The other of us, Howard, adds: My wife and I raised our kids without TV in the house. We thought time spent sitting in front of screens wouldn’t be good for them—or for us either, for that matter. How quaint that seems now.  Of course, how the screen is used makes a difference, and what the content coming through it is. But when someone suggested installing a large screen in the meeting house, perhaps on the front wall, as a way of bringing the online attenders in, I recoiled at the idea.
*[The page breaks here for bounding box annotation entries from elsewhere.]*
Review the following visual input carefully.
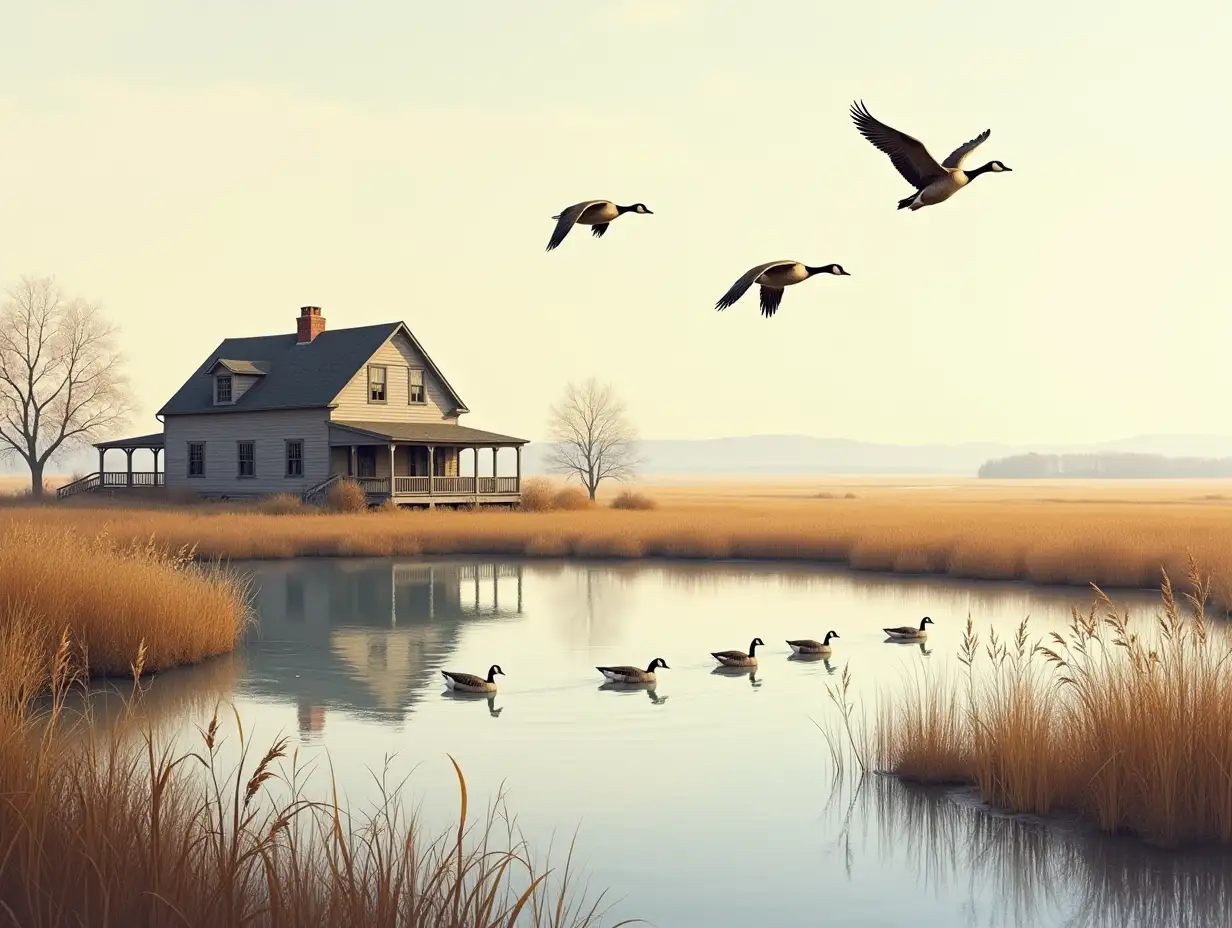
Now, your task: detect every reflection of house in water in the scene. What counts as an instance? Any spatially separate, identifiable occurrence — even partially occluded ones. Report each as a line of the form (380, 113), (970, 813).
(243, 560), (522, 739)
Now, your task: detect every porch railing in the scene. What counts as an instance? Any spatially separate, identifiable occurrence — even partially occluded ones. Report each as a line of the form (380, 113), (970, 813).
(55, 471), (164, 499)
(354, 476), (519, 497)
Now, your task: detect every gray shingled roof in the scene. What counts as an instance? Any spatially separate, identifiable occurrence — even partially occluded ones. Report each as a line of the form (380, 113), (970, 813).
(159, 322), (466, 415)
(94, 431), (163, 451)
(208, 357), (270, 377)
(329, 419), (529, 445)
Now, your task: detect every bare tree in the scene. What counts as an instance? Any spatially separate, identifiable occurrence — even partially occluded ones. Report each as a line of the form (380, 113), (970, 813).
(0, 277), (133, 498)
(547, 377), (641, 499)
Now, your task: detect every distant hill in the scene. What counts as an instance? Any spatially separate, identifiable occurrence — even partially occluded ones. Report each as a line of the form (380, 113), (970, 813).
(522, 435), (1232, 477)
(978, 452), (1232, 479)
(7, 435), (1232, 477)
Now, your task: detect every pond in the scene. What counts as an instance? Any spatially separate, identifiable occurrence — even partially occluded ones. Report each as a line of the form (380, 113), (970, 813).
(91, 560), (1232, 928)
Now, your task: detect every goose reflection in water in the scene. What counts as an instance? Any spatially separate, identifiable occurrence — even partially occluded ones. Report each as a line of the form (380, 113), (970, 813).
(599, 680), (668, 705)
(882, 638), (933, 657)
(710, 667), (761, 688)
(825, 774), (1232, 928)
(441, 690), (505, 718)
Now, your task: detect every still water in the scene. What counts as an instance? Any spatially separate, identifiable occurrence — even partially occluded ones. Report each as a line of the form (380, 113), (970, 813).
(93, 560), (1232, 928)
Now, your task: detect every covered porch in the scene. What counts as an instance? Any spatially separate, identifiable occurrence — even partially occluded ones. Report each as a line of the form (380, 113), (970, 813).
(55, 431), (164, 499)
(329, 421), (527, 507)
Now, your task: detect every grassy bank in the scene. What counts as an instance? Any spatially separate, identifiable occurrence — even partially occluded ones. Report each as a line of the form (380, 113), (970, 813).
(873, 572), (1232, 847)
(0, 525), (248, 675)
(0, 487), (1232, 601)
(0, 525), (630, 928)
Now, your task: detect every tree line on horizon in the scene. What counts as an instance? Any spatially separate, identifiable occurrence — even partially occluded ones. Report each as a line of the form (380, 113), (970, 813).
(977, 451), (1232, 479)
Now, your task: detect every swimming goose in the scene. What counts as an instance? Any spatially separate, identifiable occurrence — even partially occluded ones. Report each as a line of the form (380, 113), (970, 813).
(882, 615), (936, 641)
(441, 664), (505, 693)
(547, 200), (654, 251)
(595, 657), (671, 683)
(710, 638), (765, 667)
(851, 100), (1013, 212)
(715, 261), (851, 319)
(787, 631), (843, 654)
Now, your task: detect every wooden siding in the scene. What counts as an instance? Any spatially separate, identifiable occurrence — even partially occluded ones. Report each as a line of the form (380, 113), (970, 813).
(333, 332), (457, 423)
(163, 409), (335, 497)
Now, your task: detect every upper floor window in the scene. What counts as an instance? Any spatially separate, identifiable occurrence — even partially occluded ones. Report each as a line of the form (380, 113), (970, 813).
(368, 365), (386, 403)
(237, 441), (256, 477)
(407, 367), (428, 403)
(188, 441), (206, 477)
(287, 439), (304, 477)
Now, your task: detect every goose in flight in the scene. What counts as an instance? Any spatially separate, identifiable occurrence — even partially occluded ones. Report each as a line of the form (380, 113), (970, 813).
(715, 261), (851, 319)
(547, 200), (654, 251)
(851, 100), (1013, 211)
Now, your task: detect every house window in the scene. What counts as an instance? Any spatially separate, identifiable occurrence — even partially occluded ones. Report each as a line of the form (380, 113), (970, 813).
(407, 367), (426, 403)
(188, 441), (206, 477)
(287, 441), (304, 477)
(368, 367), (386, 403)
(237, 441), (256, 477)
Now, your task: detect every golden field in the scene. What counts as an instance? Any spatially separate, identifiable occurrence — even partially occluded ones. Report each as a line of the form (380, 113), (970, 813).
(0, 524), (630, 928)
(7, 478), (1232, 601)
(869, 571), (1232, 847)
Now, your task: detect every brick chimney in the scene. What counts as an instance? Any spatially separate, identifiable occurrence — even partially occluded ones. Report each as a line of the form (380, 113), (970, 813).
(296, 306), (325, 345)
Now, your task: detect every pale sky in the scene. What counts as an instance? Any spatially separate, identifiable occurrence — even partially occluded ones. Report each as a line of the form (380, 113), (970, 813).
(0, 0), (1232, 442)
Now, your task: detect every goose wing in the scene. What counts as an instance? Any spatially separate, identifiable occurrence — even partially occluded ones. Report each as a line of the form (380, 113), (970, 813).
(941, 129), (993, 171)
(441, 670), (488, 686)
(761, 287), (782, 319)
(715, 261), (796, 309)
(851, 100), (946, 190)
(547, 200), (605, 251)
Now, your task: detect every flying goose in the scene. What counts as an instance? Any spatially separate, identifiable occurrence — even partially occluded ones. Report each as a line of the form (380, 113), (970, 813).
(441, 664), (505, 693)
(710, 638), (765, 667)
(715, 261), (851, 319)
(851, 100), (1013, 211)
(547, 200), (654, 251)
(882, 615), (935, 641)
(787, 631), (843, 654)
(595, 657), (671, 683)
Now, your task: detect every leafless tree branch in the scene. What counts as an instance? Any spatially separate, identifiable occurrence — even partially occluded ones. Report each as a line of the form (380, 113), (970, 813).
(0, 277), (134, 497)
(546, 377), (642, 499)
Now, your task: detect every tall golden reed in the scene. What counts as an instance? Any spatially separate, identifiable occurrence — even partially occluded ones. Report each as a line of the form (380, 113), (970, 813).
(875, 564), (1232, 847)
(0, 527), (627, 928)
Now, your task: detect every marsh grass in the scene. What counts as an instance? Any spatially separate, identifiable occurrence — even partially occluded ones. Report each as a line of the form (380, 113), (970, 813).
(0, 521), (250, 675)
(0, 660), (645, 928)
(0, 526), (630, 928)
(876, 564), (1232, 847)
(0, 492), (1232, 605)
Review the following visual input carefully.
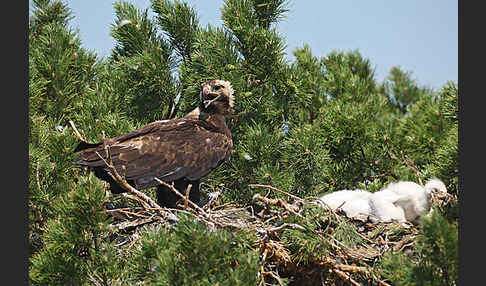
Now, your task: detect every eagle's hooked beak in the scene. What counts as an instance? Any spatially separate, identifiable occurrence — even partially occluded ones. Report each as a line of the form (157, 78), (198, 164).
(203, 94), (221, 108)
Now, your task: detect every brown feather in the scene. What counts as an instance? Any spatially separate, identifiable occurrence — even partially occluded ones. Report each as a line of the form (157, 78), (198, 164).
(76, 81), (233, 207)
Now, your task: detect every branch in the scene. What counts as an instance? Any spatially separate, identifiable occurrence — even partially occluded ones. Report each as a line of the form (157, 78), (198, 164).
(154, 177), (207, 213)
(248, 184), (303, 201)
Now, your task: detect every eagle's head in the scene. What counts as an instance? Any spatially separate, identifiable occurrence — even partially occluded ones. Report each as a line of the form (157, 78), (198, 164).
(200, 79), (234, 115)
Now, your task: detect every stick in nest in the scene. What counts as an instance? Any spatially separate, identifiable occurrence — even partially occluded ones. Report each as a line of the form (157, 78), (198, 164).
(248, 184), (303, 201)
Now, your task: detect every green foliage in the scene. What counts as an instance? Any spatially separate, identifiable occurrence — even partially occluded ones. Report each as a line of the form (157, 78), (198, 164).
(281, 206), (362, 264)
(382, 212), (459, 285)
(29, 0), (458, 285)
(380, 67), (432, 113)
(30, 175), (122, 285)
(129, 215), (259, 285)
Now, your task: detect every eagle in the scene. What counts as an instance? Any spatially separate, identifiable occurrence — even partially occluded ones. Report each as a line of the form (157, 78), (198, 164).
(74, 80), (234, 208)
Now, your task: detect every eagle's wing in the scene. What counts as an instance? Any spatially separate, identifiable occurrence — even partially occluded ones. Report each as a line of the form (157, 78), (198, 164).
(77, 119), (232, 189)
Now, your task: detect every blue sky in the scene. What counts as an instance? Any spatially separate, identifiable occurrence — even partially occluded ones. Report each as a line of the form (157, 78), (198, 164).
(51, 0), (458, 89)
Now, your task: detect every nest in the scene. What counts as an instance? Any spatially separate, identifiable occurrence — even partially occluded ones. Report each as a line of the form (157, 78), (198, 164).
(101, 179), (456, 285)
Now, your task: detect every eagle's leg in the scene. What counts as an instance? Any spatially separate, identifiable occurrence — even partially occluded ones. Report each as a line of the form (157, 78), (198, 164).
(157, 179), (200, 208)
I love our blank walls, free of religious imagery, and I’d like them to remain free of screens. At present, we have a little camera perched on the piano, beaming the people in the meeting house out, and a computer behind the piano, where the Zoom attenders are sitting, so to speak. They can hear (usually) what is said in the meeting house, and the people in the benches can hear them when they are moved to speak. I notice that Claire used the word “experimentation.” Early Quakers liked to use the word “experiments” to describe what they were doing. And I will use that word too. We are experimenting with hybrid worship. It’s not perfect, but imperfection (I’m not sure this is a Quakerly thought) is part of life, and my sense is that it is going… pretty well.